When any node comes back:
- AQ consumers reconnect
- pending immediate and delayed signals are processed
- workflow resumes continue
### 11.3 Database Down
No execution can continue while Oracle is unavailable.
Once Oracle returns:
- AQ queues recover with the database
- runtime snapshots recover with the database
- resumed node consumers continue from durable state
### 11.4 All Nodes And Database Down
After Oracle returns and at least one application node starts:
- AQ messages are still present
- runtime state is still present
- due delayed messages can be consumed
- execution resumes from durable state
This is one of the main reasons Oracle AQ is preferred over a separate volatile wake-up layer.

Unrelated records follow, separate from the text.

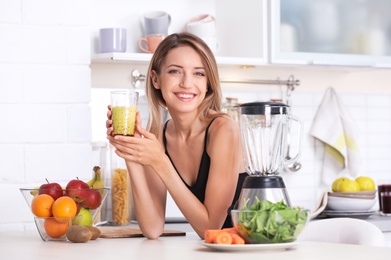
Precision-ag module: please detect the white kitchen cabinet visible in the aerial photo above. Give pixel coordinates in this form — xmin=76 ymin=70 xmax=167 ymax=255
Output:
xmin=92 ymin=0 xmax=267 ymax=66
xmin=269 ymin=0 xmax=391 ymax=68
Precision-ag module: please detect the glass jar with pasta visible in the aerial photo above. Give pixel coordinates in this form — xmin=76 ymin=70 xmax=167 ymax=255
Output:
xmin=110 ymin=145 xmax=132 ymax=225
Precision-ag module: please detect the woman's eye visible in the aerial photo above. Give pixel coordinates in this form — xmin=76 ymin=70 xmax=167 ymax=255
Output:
xmin=168 ymin=70 xmax=179 ymax=74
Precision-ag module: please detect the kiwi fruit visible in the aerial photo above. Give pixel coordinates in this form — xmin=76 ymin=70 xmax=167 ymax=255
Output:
xmin=85 ymin=226 xmax=100 ymax=240
xmin=66 ymin=225 xmax=92 ymax=243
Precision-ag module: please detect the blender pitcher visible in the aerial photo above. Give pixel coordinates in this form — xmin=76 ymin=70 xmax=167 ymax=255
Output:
xmin=237 ymin=102 xmax=302 ymax=209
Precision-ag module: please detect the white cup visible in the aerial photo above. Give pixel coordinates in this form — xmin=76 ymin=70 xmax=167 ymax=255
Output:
xmin=201 ymin=37 xmax=220 ymax=53
xmin=186 ymin=14 xmax=216 ymax=38
xmin=144 ymin=11 xmax=171 ymax=36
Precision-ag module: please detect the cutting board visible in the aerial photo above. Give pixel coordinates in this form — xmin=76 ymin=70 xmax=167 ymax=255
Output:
xmin=98 ymin=227 xmax=186 ymax=238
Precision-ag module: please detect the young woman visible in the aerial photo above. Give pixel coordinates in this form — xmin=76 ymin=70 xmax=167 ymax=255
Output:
xmin=106 ymin=33 xmax=245 ymax=239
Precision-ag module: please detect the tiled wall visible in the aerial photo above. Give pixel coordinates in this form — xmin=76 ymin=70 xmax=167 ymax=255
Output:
xmin=0 ymin=0 xmax=92 ymax=230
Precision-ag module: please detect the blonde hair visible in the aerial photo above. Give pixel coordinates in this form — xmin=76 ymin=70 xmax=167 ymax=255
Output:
xmin=146 ymin=33 xmax=222 ymax=137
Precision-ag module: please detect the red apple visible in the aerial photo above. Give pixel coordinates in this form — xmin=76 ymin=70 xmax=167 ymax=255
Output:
xmin=38 ymin=179 xmax=64 ymax=200
xmin=65 ymin=179 xmax=90 ymax=203
xmin=76 ymin=203 xmax=81 ymax=215
xmin=80 ymin=189 xmax=102 ymax=209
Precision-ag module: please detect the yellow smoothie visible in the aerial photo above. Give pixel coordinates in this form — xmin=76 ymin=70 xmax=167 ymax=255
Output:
xmin=111 ymin=106 xmax=137 ymax=135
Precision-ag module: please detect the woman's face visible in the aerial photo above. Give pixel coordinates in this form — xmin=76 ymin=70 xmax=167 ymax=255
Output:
xmin=151 ymin=46 xmax=208 ymax=113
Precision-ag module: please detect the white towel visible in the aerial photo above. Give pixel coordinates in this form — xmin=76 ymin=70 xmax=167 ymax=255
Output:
xmin=310 ymin=87 xmax=361 ymax=185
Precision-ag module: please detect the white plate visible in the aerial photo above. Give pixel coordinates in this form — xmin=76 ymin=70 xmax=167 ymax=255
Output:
xmin=321 ymin=210 xmax=376 ymax=219
xmin=201 ymin=242 xmax=297 ymax=251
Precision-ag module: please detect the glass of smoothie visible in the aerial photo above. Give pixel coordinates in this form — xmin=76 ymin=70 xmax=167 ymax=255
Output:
xmin=111 ymin=90 xmax=139 ymax=136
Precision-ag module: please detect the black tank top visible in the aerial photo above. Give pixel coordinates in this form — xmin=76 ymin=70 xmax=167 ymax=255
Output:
xmin=163 ymin=119 xmax=247 ymax=228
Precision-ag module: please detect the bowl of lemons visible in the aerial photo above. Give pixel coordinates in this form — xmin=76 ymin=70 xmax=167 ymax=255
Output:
xmin=327 ymin=176 xmax=377 ymax=211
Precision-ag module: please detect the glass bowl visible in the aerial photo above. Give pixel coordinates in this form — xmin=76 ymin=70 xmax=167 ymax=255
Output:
xmin=231 ymin=208 xmax=310 ymax=244
xmin=34 ymin=216 xmax=82 ymax=241
xmin=20 ymin=187 xmax=110 ymax=241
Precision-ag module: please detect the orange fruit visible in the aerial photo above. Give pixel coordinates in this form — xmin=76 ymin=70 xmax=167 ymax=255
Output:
xmin=31 ymin=194 xmax=54 ymax=218
xmin=52 ymin=196 xmax=77 ymax=222
xmin=43 ymin=218 xmax=69 ymax=238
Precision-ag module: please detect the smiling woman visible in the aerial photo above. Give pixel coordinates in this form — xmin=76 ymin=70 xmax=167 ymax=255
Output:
xmin=106 ymin=33 xmax=246 ymax=239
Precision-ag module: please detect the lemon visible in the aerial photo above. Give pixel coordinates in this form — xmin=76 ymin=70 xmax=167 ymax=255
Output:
xmin=356 ymin=176 xmax=376 ymax=191
xmin=331 ymin=177 xmax=349 ymax=192
xmin=338 ymin=179 xmax=360 ymax=192
xmin=72 ymin=208 xmax=92 ymax=226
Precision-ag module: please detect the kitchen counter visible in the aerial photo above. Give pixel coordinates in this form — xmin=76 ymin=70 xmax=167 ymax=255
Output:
xmin=365 ymin=212 xmax=391 ymax=232
xmin=0 ymin=230 xmax=391 ymax=260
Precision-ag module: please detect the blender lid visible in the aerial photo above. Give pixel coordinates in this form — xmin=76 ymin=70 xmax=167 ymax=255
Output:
xmin=239 ymin=102 xmax=288 ymax=115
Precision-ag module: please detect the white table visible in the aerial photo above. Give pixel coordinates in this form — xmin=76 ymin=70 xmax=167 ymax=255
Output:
xmin=0 ymin=230 xmax=391 ymax=260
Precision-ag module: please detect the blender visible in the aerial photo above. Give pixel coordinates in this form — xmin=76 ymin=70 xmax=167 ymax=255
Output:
xmin=237 ymin=102 xmax=303 ymax=209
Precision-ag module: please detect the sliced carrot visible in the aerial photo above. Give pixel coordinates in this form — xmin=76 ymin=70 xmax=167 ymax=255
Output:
xmin=204 ymin=229 xmax=221 ymax=243
xmin=222 ymin=227 xmax=238 ymax=234
xmin=214 ymin=231 xmax=232 ymax=245
xmin=231 ymin=233 xmax=245 ymax=245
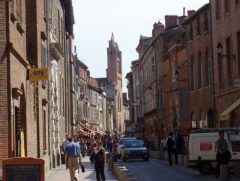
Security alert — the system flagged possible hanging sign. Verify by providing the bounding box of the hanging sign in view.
[29,68,48,81]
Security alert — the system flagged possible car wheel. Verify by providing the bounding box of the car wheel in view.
[199,163,212,175]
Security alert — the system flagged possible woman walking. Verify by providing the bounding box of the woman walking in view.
[90,140,106,181]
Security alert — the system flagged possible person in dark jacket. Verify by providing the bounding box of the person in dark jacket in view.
[90,140,106,181]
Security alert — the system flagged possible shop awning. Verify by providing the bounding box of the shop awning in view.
[219,99,240,120]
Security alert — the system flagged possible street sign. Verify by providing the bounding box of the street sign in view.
[234,79,240,87]
[29,68,48,81]
[137,117,144,124]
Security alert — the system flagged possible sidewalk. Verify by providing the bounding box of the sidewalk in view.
[46,156,117,181]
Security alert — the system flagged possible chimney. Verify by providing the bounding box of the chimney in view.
[152,21,164,38]
[188,10,195,17]
[178,16,187,25]
[165,15,178,29]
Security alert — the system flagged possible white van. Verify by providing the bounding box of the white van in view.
[188,129,240,174]
[117,137,136,158]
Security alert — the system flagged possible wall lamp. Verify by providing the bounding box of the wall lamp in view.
[216,43,236,59]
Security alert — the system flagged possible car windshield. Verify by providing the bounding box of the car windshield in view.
[125,140,144,148]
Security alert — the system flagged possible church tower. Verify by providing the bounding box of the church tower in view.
[107,33,125,133]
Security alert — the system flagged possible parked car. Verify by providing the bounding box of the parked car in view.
[116,137,136,158]
[188,129,240,175]
[122,140,149,161]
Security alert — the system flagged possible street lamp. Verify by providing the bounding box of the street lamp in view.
[216,43,236,59]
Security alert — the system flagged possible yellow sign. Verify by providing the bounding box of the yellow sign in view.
[29,68,48,81]
[20,131,25,157]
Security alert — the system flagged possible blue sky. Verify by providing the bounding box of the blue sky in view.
[73,0,209,90]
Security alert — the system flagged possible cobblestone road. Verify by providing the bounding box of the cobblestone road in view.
[121,159,240,181]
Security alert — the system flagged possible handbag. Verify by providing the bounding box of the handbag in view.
[81,165,85,172]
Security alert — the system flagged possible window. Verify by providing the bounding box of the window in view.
[43,111,47,151]
[215,0,221,19]
[57,10,61,43]
[16,0,23,24]
[188,24,193,41]
[190,56,196,91]
[226,37,232,84]
[196,18,201,36]
[151,56,155,72]
[218,43,223,88]
[191,112,197,128]
[43,0,48,18]
[41,41,47,67]
[205,48,211,86]
[224,0,230,13]
[204,13,208,31]
[197,52,203,88]
[235,0,240,6]
[237,31,240,76]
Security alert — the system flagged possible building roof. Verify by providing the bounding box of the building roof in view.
[183,3,210,25]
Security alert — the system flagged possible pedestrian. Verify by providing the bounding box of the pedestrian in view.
[216,130,231,177]
[60,134,69,167]
[90,140,106,181]
[176,131,184,155]
[65,138,82,181]
[166,132,178,166]
[80,140,87,158]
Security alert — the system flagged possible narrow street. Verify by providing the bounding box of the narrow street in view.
[46,156,116,181]
[119,159,237,181]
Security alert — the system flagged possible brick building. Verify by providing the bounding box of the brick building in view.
[107,34,125,133]
[0,1,29,171]
[183,4,215,129]
[0,0,73,174]
[210,0,240,127]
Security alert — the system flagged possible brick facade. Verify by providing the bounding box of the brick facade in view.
[184,4,215,129]
[210,0,240,127]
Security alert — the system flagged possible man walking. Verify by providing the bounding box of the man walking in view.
[65,138,82,181]
[60,134,69,164]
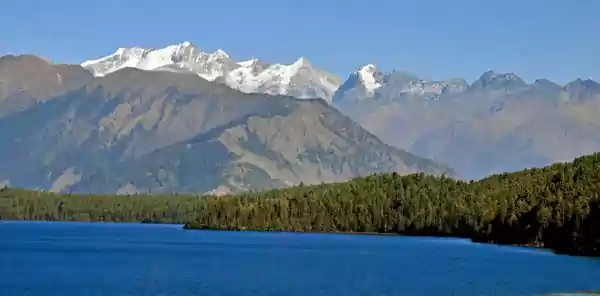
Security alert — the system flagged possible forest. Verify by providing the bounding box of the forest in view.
[0,154,600,256]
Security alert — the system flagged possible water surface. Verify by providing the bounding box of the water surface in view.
[0,222,600,296]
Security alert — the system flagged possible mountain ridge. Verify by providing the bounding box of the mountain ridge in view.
[0,64,451,193]
[81,41,340,101]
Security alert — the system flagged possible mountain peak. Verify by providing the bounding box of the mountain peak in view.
[356,64,383,95]
[292,56,312,68]
[81,41,339,101]
[470,70,527,90]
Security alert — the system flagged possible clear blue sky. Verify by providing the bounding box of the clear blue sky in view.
[0,0,600,82]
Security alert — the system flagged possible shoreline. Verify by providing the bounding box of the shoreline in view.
[183,223,576,254]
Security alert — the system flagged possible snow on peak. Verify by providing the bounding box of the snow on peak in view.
[237,59,259,67]
[81,41,340,102]
[357,64,382,95]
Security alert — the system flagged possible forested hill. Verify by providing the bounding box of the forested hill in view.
[0,154,600,256]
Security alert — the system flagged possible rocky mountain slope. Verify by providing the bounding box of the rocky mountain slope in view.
[333,65,600,178]
[0,55,93,118]
[0,58,452,193]
[81,42,340,102]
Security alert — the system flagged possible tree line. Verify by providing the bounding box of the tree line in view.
[0,154,600,256]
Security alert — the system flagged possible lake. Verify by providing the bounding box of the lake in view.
[0,221,600,296]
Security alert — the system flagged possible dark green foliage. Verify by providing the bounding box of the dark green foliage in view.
[0,154,600,255]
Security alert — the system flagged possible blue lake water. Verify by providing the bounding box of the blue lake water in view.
[0,222,600,296]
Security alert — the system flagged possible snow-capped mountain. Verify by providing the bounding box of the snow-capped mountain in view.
[333,64,469,104]
[81,41,340,102]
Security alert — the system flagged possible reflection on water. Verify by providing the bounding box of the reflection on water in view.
[0,222,600,296]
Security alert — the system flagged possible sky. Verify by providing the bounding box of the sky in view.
[0,0,600,83]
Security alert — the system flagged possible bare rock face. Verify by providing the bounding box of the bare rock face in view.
[0,55,93,118]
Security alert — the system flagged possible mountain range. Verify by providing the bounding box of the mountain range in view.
[333,65,600,179]
[0,42,600,193]
[0,56,452,194]
[81,41,340,101]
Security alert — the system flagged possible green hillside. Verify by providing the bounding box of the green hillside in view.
[0,154,600,255]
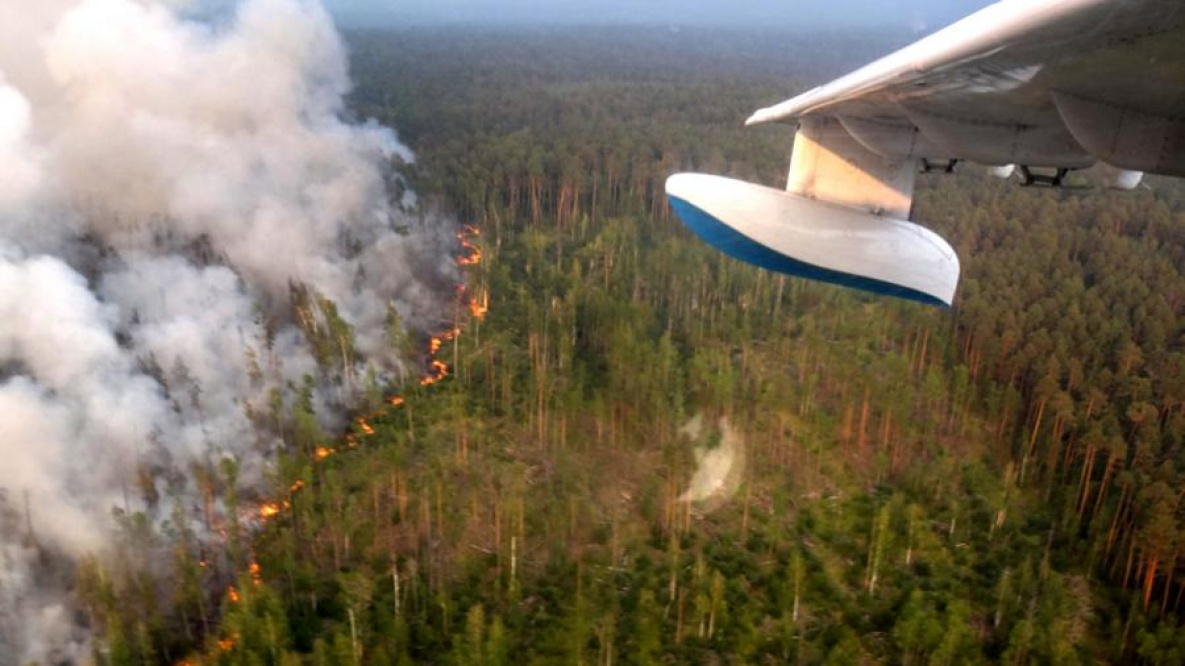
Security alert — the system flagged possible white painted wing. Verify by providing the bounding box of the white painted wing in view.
[748,0,1185,177]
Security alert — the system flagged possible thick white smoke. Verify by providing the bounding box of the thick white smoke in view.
[0,0,451,664]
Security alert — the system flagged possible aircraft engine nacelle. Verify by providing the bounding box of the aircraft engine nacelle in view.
[1095,162,1144,191]
[666,173,959,307]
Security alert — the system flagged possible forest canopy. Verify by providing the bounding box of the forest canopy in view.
[79,28,1185,665]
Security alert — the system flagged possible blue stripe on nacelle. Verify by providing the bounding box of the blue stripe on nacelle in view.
[667,196,950,308]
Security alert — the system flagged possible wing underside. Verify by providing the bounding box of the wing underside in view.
[749,0,1185,177]
[667,0,1185,305]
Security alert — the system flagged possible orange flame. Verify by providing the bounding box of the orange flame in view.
[469,292,489,321]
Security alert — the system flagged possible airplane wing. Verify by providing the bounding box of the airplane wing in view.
[667,0,1185,305]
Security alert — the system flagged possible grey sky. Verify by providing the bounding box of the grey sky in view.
[324,0,989,32]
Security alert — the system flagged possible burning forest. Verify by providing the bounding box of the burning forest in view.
[0,0,466,664]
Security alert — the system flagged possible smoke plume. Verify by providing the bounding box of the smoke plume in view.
[0,0,453,664]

## 12. Redis Position In V1
Redis is optional and not part of the correctness path.
It may be used later for:
- local cache
- non-authoritative wake hints
- metrics fanout
It should not be required for:
- durable signal delivery
- timer delivery
- restart recovery
## 13. Dead-Letter Strategy
Messages should move to DLQ when:
- deserialization fails
- definition is missing
- snapshot is irreparably inconsistent
- retry count exceeds threshold
DLQ entry should preserve:
- original envelope
- failure reason
- last node id
- failure timestamp
## 14. Retention
Retention remains a service responsibility.
It should continue to clean:
- stale instances
- stale tasks
- completed data past purge window
- runtime states past purge window
AQ retention policy should be aligned with application retention and supportability needs, but queue cleanup must not delete active work.